Fans of early Talking Heads albums, listen up. This group of teenagers from Brisbane could be your favorite new band. The Goon Sax frontman Louis Forster sings with a David Byrne-like delivery when he says the line that won me over, to his tenuous lover: "Let's get nervous in your room again." That's the moment I turned up the volume.

As often as songs tackle the subject of love, (the wanting, the yearning, the rejection) what's often missing is earnestness. The Goon Sax are full of that and a dose of humor as well. "Make Time 4 Love" is a song about defeat. Louis Forster wrote to say it's also about "learning to live with yourself and accepting that everyone's impulses seem irrational to someone else."

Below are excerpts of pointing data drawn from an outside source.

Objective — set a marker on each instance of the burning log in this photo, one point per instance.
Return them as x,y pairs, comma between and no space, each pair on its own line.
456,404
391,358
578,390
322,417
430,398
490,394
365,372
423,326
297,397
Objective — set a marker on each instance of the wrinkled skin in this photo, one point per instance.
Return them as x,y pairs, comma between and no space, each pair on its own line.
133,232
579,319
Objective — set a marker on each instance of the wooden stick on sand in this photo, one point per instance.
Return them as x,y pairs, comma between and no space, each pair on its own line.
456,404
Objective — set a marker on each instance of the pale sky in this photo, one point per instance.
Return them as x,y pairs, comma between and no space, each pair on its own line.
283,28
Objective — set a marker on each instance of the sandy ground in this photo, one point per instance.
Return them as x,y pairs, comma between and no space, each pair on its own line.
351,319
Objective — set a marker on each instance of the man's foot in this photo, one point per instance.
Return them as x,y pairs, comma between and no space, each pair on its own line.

Musically the Australian trio of James Harrison, Louis Forster and Riley Jones, takes creative impulse from '80s, punky dance bands. "It was really inspired by [the bands] ESG and Liquid, Liquid, who we were all listening to a whole lot. And we just wanted to make the song really dancey." In fact, Louis Forster's dad was in a band from that time period that did pretty well, The Go-Betweens.

The video for "Make Time 4 Love" is directed by Ryan Daniel Browne and is inspired in part by a 1926 animated German fairytale, The Adventures of Prince Achmed, as well as by the 1968 Hungarian animated short, The Kidnapping of the Sun and the Moon. "The video takes place in three worlds," says Louis Forster. "Wicked, regular, and a third - removed fantasy." It also draws some of its dark imagery from album art. "The album covers of Tilt and The Drift by Scott Walker were another critical clue for us, and Riley actually bought a copy of Tilt on tour which we listened to and it got us in the right head space."

The second album by The Goon Sax, We're Not Talking is out September 14.